IS 53: 10-11; HEB 4: 14-16; MK 10: 35-45
“Whoever wishes to be great among you will be your servant”
During the American Revolution, a man in civilian clothes rode past a group of soldiers who were busy pulling out a horse carriage stuck in deep mud. Their officer was shouting instructions to them while making no attempt to help. The stranger who witnessed the scene asked the officer why he wasn’t helping. With great dignity, the officer replied, “Sir, I am a Corporal!” The stranger dismounted from his horse and proceeded to help the exhausted soldiers himself. When the job was completed, he turned to the corporal and said, “Mr. Corporal, next time you have a job like this, and don’t have enough men to do it, inform your commander-in-chief, and I will come and help you again.” Too late, the proud Corporal recognized General Washington. Washington understood that those who aspire to greatness or rank first among others must serve the needs of all. Where did Washington learn such leadership skills? I have no doubt he learned them here, in these words of Jesus: “Whoever wants to become great among you must be your servant.”
Dear friends! The name “Great Britain” says a lot on greatness. Among other things it points out the basic desire in every person to become great. It is so basic that if one cannot become great, one tries to attach oneself to something that is great. If that too is not possible, some strive at least to look great.
Moved by this universal desire to become great, Ss James and John, in the gospel, ask the Jesus whether they could be a sort of President and Vice-president or Prime Minister and Chancellor when he becomes King. Jesus does not blame them for asking this, but points out to them, perhaps to their embarrassment, that true greatness is achieved through service: “Anyone among you who aspires to greatness, must serve the rest”. Jesus first outlined in today’s gospel, the accepted standard of civil authority: domination, with rulers lording it over their subjects. But this is not how it must be in his community. He saw authority as an opportunity to serve.
In this election year, it is good that we reflect on who can be a good leader in the light of today’s gospel. People seek authority for different reasons. Some people like the power that goes with it; it makes them feel important. Others like the prestige it brings. Others like the higher salary. All these reasons have one thing in common – authority is seen as an opportunity to promote oneself.
Jean Vanier (fouder of L’ Arche) distinguishes two kinds of authority: an authority which imposes, dominates and controls; and an authority which accompanies, listens, liberates, empowers, gives people confidence in themselves and calls them to be aware of their responsibilities.
Jesus sees authority as an opportunity to serve. As always, he set the example himself. He did not lord it over people. He appealed, he invited, but left the response to them. This is how he wanted authority to be exercised in his community. Authority should not be given to those who seek it, but only to those who have proved that they are willing to serve.

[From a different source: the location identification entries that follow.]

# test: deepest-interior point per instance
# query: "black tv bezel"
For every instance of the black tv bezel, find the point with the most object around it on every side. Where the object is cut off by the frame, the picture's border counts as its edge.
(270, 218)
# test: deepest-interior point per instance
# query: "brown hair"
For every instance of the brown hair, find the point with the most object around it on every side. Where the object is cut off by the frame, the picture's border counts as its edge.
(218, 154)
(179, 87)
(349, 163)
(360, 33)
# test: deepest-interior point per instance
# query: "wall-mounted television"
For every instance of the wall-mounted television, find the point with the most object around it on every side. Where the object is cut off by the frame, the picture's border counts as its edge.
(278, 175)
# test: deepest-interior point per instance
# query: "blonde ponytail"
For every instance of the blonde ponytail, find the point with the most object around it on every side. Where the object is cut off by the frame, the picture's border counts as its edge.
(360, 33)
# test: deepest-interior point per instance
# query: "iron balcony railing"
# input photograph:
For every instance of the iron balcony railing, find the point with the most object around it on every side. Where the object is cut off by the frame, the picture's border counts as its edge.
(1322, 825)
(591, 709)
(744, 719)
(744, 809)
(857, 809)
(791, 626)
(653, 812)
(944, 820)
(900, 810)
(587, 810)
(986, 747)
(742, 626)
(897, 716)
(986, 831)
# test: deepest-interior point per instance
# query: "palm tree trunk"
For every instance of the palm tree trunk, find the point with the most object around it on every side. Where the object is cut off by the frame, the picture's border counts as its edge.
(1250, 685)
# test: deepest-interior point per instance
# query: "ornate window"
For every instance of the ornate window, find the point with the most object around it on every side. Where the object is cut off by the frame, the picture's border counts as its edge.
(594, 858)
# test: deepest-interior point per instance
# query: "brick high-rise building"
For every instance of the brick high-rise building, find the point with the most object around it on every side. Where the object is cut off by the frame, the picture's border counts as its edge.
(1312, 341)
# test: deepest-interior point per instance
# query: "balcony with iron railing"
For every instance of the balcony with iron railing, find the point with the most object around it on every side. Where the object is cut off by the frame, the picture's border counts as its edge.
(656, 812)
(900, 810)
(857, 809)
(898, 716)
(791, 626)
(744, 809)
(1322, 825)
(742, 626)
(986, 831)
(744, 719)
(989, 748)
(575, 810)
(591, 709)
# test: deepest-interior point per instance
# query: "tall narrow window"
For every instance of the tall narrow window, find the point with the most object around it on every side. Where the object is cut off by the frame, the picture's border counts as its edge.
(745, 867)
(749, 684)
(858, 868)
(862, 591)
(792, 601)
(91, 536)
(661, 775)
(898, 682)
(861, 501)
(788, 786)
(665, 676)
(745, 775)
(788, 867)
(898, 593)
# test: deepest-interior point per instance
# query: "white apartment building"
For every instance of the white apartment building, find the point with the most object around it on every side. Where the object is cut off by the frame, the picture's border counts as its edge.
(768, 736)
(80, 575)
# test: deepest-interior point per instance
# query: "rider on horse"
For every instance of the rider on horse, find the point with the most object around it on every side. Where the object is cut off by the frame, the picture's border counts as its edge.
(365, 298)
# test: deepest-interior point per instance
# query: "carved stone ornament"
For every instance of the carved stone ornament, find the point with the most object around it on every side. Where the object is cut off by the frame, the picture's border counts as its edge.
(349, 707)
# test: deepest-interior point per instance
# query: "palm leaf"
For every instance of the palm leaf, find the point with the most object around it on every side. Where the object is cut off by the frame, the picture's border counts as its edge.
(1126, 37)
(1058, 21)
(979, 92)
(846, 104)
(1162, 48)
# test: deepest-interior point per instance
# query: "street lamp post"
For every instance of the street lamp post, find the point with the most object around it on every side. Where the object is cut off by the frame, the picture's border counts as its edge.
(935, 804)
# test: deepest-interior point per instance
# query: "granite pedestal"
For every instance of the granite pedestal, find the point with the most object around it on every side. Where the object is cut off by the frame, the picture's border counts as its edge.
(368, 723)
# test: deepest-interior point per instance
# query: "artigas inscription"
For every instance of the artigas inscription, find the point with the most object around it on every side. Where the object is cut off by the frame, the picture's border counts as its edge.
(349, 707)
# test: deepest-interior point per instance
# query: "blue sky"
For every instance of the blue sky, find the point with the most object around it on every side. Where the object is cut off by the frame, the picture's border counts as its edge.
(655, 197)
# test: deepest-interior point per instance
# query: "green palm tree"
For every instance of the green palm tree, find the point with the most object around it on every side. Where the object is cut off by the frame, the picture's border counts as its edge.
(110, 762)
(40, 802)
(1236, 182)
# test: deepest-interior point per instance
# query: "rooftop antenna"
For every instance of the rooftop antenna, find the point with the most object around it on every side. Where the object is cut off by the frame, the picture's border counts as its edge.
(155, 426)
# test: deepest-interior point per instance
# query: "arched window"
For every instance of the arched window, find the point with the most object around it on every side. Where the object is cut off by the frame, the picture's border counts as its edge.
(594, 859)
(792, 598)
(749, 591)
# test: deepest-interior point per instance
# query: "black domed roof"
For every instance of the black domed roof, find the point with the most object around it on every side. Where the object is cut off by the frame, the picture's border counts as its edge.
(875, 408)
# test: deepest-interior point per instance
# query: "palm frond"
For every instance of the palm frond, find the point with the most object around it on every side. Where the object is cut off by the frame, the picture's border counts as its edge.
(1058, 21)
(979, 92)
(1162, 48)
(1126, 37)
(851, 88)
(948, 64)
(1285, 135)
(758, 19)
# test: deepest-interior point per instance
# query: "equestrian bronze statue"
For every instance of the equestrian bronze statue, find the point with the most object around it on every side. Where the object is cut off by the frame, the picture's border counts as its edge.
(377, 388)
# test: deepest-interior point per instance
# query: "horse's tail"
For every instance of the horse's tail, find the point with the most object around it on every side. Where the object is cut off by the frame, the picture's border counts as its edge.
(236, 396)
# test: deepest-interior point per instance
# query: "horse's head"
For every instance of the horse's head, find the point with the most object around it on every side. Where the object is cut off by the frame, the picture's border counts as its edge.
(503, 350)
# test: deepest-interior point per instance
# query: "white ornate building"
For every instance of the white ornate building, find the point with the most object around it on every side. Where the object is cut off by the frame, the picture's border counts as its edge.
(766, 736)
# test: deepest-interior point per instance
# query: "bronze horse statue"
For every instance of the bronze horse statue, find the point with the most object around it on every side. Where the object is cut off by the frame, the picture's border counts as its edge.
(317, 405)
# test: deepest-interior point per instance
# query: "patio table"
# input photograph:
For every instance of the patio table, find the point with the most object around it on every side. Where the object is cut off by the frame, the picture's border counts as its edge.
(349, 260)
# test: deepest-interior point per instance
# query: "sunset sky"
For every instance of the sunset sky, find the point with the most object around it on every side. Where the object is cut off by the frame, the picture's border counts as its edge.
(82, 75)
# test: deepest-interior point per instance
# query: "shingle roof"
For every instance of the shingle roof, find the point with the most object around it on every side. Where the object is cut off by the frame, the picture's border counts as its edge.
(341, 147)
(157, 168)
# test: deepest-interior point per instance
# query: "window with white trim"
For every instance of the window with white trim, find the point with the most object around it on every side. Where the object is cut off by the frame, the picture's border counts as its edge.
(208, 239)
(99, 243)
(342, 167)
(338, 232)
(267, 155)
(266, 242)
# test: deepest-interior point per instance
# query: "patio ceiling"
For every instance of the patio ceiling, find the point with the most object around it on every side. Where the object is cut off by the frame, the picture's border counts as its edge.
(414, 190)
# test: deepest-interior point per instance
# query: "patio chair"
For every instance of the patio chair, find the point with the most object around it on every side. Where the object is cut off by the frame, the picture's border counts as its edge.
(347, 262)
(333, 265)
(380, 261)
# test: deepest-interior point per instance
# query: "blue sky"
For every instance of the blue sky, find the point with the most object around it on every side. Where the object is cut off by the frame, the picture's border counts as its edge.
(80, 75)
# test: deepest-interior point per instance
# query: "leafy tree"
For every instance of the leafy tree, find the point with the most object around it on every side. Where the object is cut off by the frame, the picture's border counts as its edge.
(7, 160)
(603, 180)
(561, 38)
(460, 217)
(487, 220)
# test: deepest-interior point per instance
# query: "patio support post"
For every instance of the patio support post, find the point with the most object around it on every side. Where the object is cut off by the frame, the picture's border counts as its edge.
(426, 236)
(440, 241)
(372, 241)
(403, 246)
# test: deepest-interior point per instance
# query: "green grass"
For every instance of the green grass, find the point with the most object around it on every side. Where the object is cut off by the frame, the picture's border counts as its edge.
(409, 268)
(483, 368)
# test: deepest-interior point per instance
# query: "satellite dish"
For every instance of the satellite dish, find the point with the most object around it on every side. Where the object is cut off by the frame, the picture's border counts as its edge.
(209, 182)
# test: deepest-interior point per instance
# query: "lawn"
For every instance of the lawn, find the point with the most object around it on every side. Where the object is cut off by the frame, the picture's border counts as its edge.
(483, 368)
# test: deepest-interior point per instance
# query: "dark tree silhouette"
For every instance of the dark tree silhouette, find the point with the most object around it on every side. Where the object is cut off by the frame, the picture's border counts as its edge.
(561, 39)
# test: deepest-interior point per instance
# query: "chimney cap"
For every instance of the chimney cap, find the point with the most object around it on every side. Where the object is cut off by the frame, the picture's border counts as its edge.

It may sound unbelievable, but it is true that Asia’s first Nobel Prize winner in Literature (1913), Rabindranath Tagore, was behind the three great national anthems of three nations, viz. Bangladesh, India and Sri Lanka. He was also the first non-westerner to win the Nobel Prize in literature. He did so in 1913. He wrote this short poem: “I slept and dreamt that life was Joy; Then I awoke and realized that life was Service. And then I went to work – and, lo and behold, I discovered that Service is Joy.”
Service is not to be understood as meaning only menial jobs, the sort done by domestic servants. Service is also any noble and unselfish act. It includes one’s daily duty taken as God’s will for us. We do serve God and human society at large whenever we do our daily task with a sense of dedication and justice, also offering a helping hand to those with whom we live and work. Of course duty, however praiseworthy, is not the ideal Christian service. Christ challenges us to go beyond one’ duty and serve our fellow human beings without hope of gain or reward, without gratitude or praise.
True Christian service is, therefore, that which is done solely out of love without any personal advantage, in order to continue Christ’s work of bringing light and hope, help and healing into the lives of others. Suffering and service go hand in hand. Service always involves suffering because one can’t help another without some personal sacrifice. Let us ask ourselves: Am I willing to render selfless service to all my fellow human beings?